KANSAS CITY, Mo. _ Royals third baseman Mike Moustakas stood in front of his locker Tuesday afternoon, and before long, a conversation analyzing the work of his teammates shifted to a 2017 prognostication. He projected his comeback from a serious knee injury, the return of a veteran, playoff-tested core and the potential impact of young prospects.
Hours later, the Royals tabled the 2017 talk for 24 hours.
The Royals fought off two deficits and used outfielder Billy Burns' sacrifice fly to defeat the Minnesota Twins 4-3 in 11 innings Tuesday, staving off postseason elimination for another day.
The Royals, 80-77, have five games left in the regular season and trail Baltimore by five games for the second American League wild-card berth. In other words, a nearly inevitable finish _ in which Major League Baseball crowns a new champion in 2016 _ was halted by Burns' sacrifice fly in a game that saw 17 pitchers toe the rubber.
The bullpens cycled through a total of 15 pitchers before Twins lefty Tommy Milone was tagged for the first run either allowed in the 11th.
A walked ignited the rally.
Royals rookie Raul Mondesi fought off an 0-2 count to lead off the inning with the free pass. He moved to second on a delayed steal, then moved to third on Jarrod Dyson's sacrifice bunt. The Twins walked Whit Merrifield and Eric Hosmer to bring up Burns, who had entered the game in the ninth inning as a pinch runner for Kendrys Morales. Burns laced a line drive to center field, and Mondesi breezed home.
That provided the Royals with their first lead of the night after they wiped out deficits of two runs and one run in the fourth and fifth innings, respectively.
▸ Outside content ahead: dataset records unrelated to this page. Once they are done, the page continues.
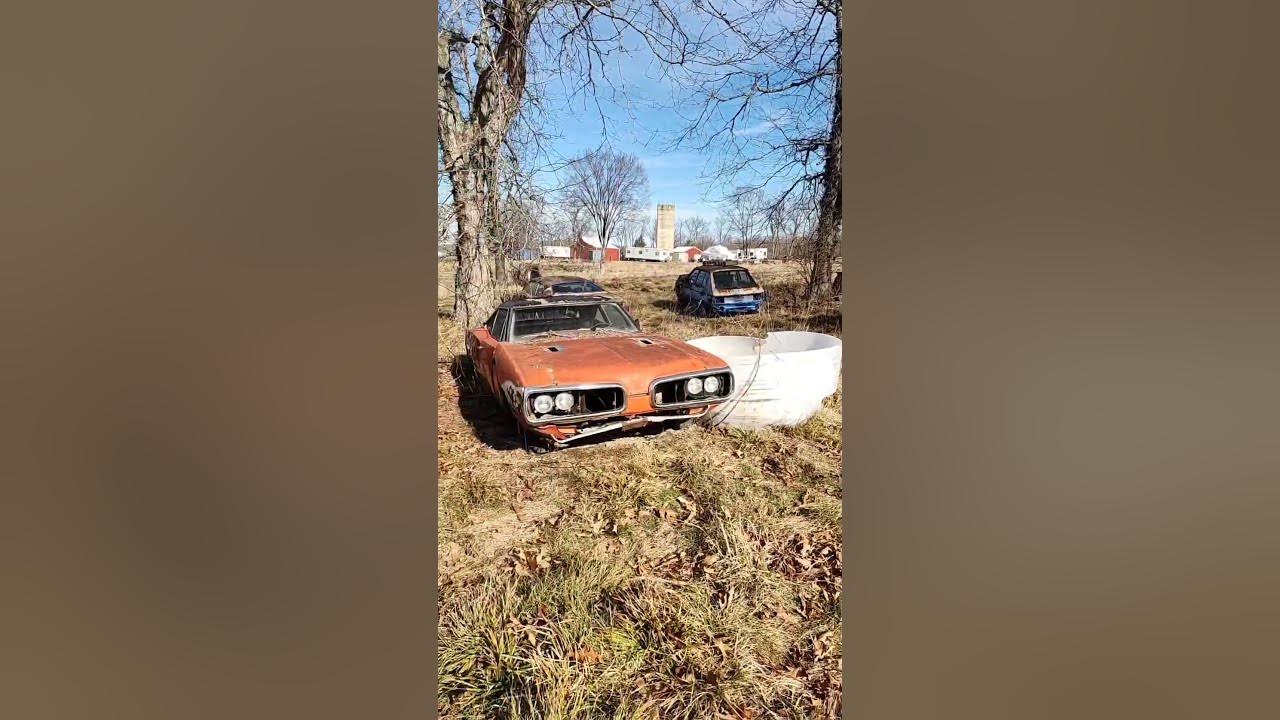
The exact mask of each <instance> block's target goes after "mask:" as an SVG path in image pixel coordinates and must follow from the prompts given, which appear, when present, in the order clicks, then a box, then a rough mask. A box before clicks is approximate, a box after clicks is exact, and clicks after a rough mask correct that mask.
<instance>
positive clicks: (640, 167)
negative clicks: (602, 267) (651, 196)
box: [563, 149, 649, 247]
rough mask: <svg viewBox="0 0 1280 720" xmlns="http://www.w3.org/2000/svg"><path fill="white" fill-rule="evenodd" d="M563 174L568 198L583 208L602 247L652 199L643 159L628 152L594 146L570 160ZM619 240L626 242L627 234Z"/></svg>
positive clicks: (615, 235)
mask: <svg viewBox="0 0 1280 720" xmlns="http://www.w3.org/2000/svg"><path fill="white" fill-rule="evenodd" d="M564 176H566V177H564V181H563V192H564V197H566V199H567V202H568V204H570V205H571V206H575V208H581V209H582V211H584V213H585V215H586V218H588V222H589V227H590V228H591V229H593V231H594V232H595V236H596V237H598V238H599V240H600V246H602V247H608V246H609V243H611V242H613V240H614V236H616V234H618V231H620V229H621V228H625V227H626V225H631V224H632V223H634V222H635V220H636V218H637V215H639V214H640V211H641V209H643V208H645V206H646V205H648V202H649V176H648V174H646V173H645V170H644V165H643V164H640V159H639V158H636V156H635V155H631V154H627V152H614V151H613V150H608V149H603V150H591V151H590V152H586V154H585V155H582V156H581V158H577V159H576V160H573V161H572V163H570V164H568V167H567V168H566V169H564ZM641 227H643V225H641ZM618 240H620V241H622V242H623V243H625V240H626V238H622V237H620V238H618Z"/></svg>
They squandered a chance to grab hold of their initial lead in the eighth inning. Third baseman Cheslor Cuthbert led off with a single before giving way to pinch runner Terrance Gore, who stole second base with Dyson at the plate and third base after Dyson struck out. But on a 2-0 pitch, Merrifield concluded the threat when he popped up a bunt. The Twins doubled up Gore, who had sprinted across the plate.
In his penultimate start of his first season in a Royals uniform, Ian Kennedy labored through five innings, allowing three runs in a no-decision. He threw 106 pitches.
He will conclude the Royals' season Sunday, when he takes the mound for the final game of the year.
Twins starter Jose Berrios, a right-handed pitching prospect receiving his first glimpse of the major leagues during the season's final weeks, was removed before completing the fifth inning. He allowed three runs.
Berrios entered the game with an 8.88 earned run average across his first 12 appearances. On Tuesday, he navigated through his initial three innings in only 36 pitches, offsetting the lone baserunner with a double play to face the minimum.
The fourth provided a self-inflicted challenge. Berrios walked Dyson, and after a double from Merrifield and single from Hosmer, the Royals were on the board. They drew even when Morales grounded a ball to first base, and the Twins opted to turn a double play rather than cut down the tying run at home plate.
Twins right fielder Max Kepler supplied a bloop single to put Minnesota back in front in the fifth, but Dyson responded with a replay of it in the bottom half of the inning, pulling the Royals even once more.
The Twins opened the scoring in the second inning off Kennedy, when catcher Juan Centeno laced a double into the left center-field gap, scoring shortstop Eduardo Escobar.
Escobar drove himself home two innings later, a 429-foot plunge into the upper deck of the Kauffman Stadium fountains in right field. The home run came on the 10th pitch of the at-bat.